A partire dalla fine di luglio migliaia di studenti hanno preso parte a manifestazioni in larga parte pacifiche a Dacca, la capitale del Bangladesh, per denunciare la mancanza di sicurezza sulle strade dopo che due di loro erano stati falciati da un autobus.

Da allora, è scattata una vera e propria caccia all’uomo.

Gli studenti arrestati sono già 97 ma la procura ha aperto ben 51 fascicoli d’inchiesta che riguarderebbero almeno 5000 persone accusate di reati incompatibili col diritto internazionale, come la violazione di un arbitrario e vago divieto di “manifestazioni illegali”.

Inutile dire che non è stato preso alcun provvedimento nei confronti degli agenti di polizia che hanno fatto uso eccessivo della forza contro i manifestanti o dei membri della Lega studentesca filo-governativa Bangladesh Chhatra, che hanno aggredito manifestanti e giornalisti con machete, sbarre d’acciaio e rami d’albero.

Gli studenti si sentono sotto assedio. Sono sottoposti a intensa sorveglianza, sia online che offline, ed evitano sia di pubblicare commenti sui social che di richiedere assistenza medica per le ferite riportate durante la manifestazione.

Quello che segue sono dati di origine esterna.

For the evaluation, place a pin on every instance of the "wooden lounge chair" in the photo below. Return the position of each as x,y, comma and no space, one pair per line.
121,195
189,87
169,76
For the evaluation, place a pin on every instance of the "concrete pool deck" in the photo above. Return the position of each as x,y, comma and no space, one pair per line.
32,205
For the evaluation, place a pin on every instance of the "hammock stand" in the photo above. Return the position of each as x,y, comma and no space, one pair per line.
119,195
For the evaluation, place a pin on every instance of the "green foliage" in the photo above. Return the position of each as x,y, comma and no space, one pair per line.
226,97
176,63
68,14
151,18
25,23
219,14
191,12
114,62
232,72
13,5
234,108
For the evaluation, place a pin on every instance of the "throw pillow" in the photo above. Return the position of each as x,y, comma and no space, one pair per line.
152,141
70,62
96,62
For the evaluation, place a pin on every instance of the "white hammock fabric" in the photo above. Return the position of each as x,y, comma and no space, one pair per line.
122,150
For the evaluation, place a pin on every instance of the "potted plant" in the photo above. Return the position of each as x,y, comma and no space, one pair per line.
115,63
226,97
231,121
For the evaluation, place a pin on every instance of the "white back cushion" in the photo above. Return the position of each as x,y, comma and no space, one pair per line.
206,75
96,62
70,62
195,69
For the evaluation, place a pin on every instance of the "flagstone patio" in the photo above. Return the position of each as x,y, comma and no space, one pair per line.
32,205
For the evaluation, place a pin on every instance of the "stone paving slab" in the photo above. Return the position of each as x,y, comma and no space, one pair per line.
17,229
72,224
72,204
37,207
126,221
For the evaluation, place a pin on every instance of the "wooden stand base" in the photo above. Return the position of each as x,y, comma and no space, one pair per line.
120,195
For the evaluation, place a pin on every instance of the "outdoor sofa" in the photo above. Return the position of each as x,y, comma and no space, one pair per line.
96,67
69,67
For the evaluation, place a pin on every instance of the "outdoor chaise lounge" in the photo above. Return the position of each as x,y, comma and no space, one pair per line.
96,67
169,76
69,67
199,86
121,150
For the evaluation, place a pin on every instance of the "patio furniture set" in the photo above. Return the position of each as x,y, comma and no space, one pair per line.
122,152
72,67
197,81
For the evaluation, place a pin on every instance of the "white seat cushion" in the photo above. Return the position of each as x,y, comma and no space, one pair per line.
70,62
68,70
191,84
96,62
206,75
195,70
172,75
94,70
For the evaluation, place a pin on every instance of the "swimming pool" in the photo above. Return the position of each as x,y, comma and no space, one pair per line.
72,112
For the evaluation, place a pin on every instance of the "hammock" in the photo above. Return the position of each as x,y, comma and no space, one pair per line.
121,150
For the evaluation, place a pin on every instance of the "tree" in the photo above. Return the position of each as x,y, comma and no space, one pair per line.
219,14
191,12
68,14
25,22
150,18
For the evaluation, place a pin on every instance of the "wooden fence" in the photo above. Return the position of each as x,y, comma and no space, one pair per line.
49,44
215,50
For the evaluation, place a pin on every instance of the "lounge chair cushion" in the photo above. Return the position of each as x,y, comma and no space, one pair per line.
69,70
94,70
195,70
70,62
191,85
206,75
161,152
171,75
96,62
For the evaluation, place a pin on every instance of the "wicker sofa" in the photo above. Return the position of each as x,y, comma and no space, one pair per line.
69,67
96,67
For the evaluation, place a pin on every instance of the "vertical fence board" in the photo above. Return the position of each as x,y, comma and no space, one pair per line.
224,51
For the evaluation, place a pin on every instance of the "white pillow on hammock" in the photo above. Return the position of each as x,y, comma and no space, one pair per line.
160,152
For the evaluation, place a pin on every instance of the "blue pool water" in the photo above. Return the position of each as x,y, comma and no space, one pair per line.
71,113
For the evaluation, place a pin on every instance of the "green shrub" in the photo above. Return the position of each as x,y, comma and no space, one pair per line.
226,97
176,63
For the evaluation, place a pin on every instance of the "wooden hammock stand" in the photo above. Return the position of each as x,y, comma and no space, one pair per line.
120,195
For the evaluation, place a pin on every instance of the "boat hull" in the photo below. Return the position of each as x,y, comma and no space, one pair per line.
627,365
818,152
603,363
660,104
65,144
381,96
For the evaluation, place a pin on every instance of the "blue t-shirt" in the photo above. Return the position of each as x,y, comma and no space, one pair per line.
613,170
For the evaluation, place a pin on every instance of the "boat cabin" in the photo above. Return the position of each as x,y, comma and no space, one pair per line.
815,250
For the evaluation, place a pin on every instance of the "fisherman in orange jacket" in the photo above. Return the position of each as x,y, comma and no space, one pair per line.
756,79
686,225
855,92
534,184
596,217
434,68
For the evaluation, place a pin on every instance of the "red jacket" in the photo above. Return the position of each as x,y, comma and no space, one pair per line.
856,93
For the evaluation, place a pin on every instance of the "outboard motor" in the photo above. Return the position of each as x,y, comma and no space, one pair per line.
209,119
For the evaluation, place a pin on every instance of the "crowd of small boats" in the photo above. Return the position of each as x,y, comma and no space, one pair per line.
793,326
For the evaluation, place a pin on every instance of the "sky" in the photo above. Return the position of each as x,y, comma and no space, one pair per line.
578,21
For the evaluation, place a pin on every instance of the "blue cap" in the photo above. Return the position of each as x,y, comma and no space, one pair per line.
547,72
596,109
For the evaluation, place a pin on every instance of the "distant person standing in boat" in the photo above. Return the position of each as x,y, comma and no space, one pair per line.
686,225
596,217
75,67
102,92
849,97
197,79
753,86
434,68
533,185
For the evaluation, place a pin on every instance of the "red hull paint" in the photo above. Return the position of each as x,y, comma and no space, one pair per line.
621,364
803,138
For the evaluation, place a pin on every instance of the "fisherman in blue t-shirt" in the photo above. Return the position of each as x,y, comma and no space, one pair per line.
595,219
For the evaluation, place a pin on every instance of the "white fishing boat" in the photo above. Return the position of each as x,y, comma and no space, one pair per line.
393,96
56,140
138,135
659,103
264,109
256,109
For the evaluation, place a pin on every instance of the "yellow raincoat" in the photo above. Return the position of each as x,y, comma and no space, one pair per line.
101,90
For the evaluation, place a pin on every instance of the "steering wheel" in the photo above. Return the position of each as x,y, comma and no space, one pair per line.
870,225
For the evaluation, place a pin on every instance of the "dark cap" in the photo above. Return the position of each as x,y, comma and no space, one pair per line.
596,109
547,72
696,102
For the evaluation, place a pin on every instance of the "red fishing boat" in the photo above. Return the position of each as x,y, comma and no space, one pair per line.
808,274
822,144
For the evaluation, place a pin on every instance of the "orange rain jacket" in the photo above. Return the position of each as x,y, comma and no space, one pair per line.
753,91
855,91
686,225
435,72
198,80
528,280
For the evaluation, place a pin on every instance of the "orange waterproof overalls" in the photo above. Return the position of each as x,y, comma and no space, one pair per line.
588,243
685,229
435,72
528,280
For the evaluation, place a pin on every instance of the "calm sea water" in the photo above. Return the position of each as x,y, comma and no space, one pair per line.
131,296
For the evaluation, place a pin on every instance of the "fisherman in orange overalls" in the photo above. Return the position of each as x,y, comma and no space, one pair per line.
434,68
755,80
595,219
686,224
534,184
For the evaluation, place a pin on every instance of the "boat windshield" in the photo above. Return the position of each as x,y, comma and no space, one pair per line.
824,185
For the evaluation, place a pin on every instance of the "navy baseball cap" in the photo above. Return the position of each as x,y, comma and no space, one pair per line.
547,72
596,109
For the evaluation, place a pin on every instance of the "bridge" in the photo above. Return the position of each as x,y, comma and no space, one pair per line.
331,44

“La polizia visiona le immagini delle telecamere di videosorveglianza e poi va ad arrestare gli studenti che ha riconosciuto. Molti di quelli che sono stati feriti dai proiettili di gomma stanno evitando gli ospedali. Siamo in pieno trauma. Non sappiamo cosa potrà accadere domani o tra poche ore…”, ha dichiarato uno studente di un’università privata di Dacca.

A più riprese il governo ha attaccato e screditato gli studenti, definendo la loro protesta come un tentativo delle opposizioni del Partito nazionalista del Bangladesh e della Jamaat-e-Islami di destabilizzare il periodo pre-elettorale.

Ma non sono solo gli studenti a subire l’attuale giro di vite. Invocando l’articolo 57 dell’ambigua e generica Legge sull’informazione e sulle comunicazioni, negli ultimi giorni sono stati arrestati l’attrice Quazi Nawshaba Ahmed, il fotografo Shahidul Alam e il proprietario di un bar, Faria Mahjabin.

Questa legge, spesso utilizzata per criminalizzare il semplice esercizio della libertà d’espressione e di stampa, prevede pene tra i sette e i 14 anni per chi “intenzionalmente pubblichi o trasmetta (…) ogni genere di materiale falso ed osceno, arrechi danno o crei le condizioni per arrecare danno alla legge e all’ordine, pregiudichi l’immagine dello stato o di singole persone, arrechi danno o crei le condizioni per arrecare danno alla fede religiosa o istighi a compiere azioni contro persone od organizzazioni”.